La casomorphine est une protéine provenant de la dégradation de la caséine du lait par la protéase. Tout comme la béta endorphine ou encore l’enképhaline, elle présente des propriétés antinociceptives du fait d’une forte ressemblance avec la morphine.

Cette présence de casomorphine dans le lait maternel peut expliquer pourquoi le bébé s’endort après ou pendant, la prise du biberon. Cela eut également expliqué la dépendance que certaines personnes peuvent entretenir avec le lait ou les fromages

Selon une étude récente de l’Université du Michigan, l’addiction au fromage est une réalité comparable à celle aux drogues, au tabac, à l’alcool.

Il ne s’agit pas vraiment d’une surprise tant ceux qui aiment le fromage ne peuvent tout simplement pas résister à l’envie de finir le morceau ou pire le plateau devant leurs yeux. Il s’agit d’une addiction qui parfois tourne à l’obsession. Il suffit de constater la déception quant à la fin du repas… il n’y a pas de fromage. Pour la première fois, la science confirme le rapport passionnel que certains d’entre nous ont avec le fromage. Selon une étude récente de l’Université du Michigan, l’addiction au fromage est une réalité comparable à celle aux drogues, au tabac, à l’alcool. Seule différence, elle est moins nocive, même si elle ne fait pas du bien à notre système cardio-vasculaire.
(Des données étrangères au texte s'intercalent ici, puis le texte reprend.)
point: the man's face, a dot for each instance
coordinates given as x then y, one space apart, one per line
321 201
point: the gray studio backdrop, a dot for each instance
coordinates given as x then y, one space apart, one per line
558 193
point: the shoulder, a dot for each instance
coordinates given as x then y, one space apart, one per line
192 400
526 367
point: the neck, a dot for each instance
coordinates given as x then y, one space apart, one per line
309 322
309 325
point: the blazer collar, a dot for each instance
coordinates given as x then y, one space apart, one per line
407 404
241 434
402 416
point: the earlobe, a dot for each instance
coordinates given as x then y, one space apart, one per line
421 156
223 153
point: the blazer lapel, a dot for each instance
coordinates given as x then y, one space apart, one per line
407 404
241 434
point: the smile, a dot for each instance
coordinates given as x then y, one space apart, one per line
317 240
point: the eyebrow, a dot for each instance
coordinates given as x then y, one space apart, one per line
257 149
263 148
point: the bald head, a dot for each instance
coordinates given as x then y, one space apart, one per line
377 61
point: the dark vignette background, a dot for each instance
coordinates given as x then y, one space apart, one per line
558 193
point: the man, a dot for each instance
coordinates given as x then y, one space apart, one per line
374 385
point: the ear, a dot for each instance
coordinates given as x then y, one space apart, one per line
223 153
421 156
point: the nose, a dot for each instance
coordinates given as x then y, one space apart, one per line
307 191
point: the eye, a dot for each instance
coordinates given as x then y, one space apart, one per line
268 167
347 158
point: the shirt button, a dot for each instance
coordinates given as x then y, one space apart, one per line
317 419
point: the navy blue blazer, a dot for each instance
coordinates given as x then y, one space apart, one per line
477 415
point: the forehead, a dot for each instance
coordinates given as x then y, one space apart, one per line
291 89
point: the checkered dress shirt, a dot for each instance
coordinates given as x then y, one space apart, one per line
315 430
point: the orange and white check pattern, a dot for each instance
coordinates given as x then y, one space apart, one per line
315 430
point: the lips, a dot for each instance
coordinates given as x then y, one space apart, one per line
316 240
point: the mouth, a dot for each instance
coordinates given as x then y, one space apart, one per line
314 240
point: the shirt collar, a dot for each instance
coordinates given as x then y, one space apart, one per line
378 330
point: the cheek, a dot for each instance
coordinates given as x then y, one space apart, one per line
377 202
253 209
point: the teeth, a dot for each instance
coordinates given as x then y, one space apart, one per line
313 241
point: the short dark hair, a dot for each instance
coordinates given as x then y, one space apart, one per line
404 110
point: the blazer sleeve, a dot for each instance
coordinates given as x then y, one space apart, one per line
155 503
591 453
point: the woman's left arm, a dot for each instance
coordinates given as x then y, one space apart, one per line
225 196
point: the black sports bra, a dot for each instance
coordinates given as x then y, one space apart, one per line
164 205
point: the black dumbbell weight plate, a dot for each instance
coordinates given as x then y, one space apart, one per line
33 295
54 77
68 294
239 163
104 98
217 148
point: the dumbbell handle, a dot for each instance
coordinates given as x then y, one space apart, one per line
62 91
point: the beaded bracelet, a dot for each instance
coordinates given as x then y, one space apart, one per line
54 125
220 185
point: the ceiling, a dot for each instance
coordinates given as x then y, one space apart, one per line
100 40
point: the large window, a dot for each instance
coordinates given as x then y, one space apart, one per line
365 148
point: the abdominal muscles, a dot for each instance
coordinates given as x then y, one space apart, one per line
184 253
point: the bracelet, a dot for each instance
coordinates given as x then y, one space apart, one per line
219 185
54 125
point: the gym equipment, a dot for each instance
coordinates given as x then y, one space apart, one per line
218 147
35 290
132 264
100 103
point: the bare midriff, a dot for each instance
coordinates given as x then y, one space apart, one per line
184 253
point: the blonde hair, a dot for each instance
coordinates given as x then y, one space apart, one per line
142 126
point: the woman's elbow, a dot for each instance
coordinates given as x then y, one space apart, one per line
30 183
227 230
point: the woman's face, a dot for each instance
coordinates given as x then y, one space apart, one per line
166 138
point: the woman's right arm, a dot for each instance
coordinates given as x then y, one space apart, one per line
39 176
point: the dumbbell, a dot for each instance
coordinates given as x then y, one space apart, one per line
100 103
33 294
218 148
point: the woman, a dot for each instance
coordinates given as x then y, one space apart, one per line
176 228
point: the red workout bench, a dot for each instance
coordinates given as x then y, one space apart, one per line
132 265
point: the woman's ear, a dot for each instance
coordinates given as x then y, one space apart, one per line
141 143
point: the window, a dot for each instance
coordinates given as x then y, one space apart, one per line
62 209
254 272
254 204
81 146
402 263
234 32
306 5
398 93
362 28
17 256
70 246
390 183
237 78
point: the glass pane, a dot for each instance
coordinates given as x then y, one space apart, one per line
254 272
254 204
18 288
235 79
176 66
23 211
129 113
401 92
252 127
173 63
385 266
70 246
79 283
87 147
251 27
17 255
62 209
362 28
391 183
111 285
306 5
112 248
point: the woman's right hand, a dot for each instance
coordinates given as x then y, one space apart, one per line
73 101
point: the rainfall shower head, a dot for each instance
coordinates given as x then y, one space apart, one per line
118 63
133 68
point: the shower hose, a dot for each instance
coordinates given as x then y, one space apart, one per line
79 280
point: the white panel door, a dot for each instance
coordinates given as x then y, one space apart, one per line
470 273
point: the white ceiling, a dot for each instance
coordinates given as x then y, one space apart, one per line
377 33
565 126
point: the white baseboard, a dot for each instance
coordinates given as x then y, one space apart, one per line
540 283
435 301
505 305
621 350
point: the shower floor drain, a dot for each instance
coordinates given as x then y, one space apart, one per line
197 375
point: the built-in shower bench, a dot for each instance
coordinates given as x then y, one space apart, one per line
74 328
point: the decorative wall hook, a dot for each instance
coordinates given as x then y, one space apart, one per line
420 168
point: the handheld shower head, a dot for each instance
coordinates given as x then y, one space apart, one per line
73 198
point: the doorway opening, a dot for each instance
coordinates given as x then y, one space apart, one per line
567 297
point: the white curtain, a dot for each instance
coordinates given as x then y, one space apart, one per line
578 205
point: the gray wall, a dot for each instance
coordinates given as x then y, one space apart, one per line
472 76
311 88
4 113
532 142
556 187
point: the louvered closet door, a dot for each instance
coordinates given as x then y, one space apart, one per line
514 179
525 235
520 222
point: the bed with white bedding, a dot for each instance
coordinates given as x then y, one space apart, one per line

L’étude, publiée par la U.S. National Library of Médicine, montre pourquoi certains types de nourriture deviennent addictifs et pas d’autres et quels sont les mécanismes chimiques et biologiques derrière cette dépendance.

L’étude a été réalisée à partir des comportements alimentaires de 500 étudiants. Il en ressort que l’aliment qui les rend le plus dépendant est la pizza. Pourquoi ? Parce qu’elle contient beaucoup de fromage…

L’addiction alimentaire est notamment la conséquence de comportements inscrits dans nos gènes et qui pendant des dizaines de milliers d’années et pour des raisons de survie nous ont fait préférer, par exemple, les aliments comprenant des quantités importantes de graisses d’origine animale. Le fromage est d’autant plus addictif expliquent les chercheurs de l’Université du Michigan qu’il comprend une protéine que l’on trouve dans tous les produits laitiers, la caséine. Pendant la digestion, la caséine a un effet sur notre organisme comparable à celui des opiacés via un composant chimique appelé casomorphine. Or la caractéristique du fromage est d’être un concentré de lait et de contenir une quantité importante de caséine.

L’agence européenne de protection alimentaire a d’ores et déjà menée une étude sur les effets sur la santé des casomorphines. Cette étude n’est pas conclusive. La question sans réponse reste notamment de savoir si une quantité importante de casomorphines traverse la paroi intestinale pendant la digestion se répand dans le système sanguin et parvient ainsi au cerveau.

Donc pas de panique pour le moment. Mais le fromage est vraiment une drogue… vous êtes prévenus.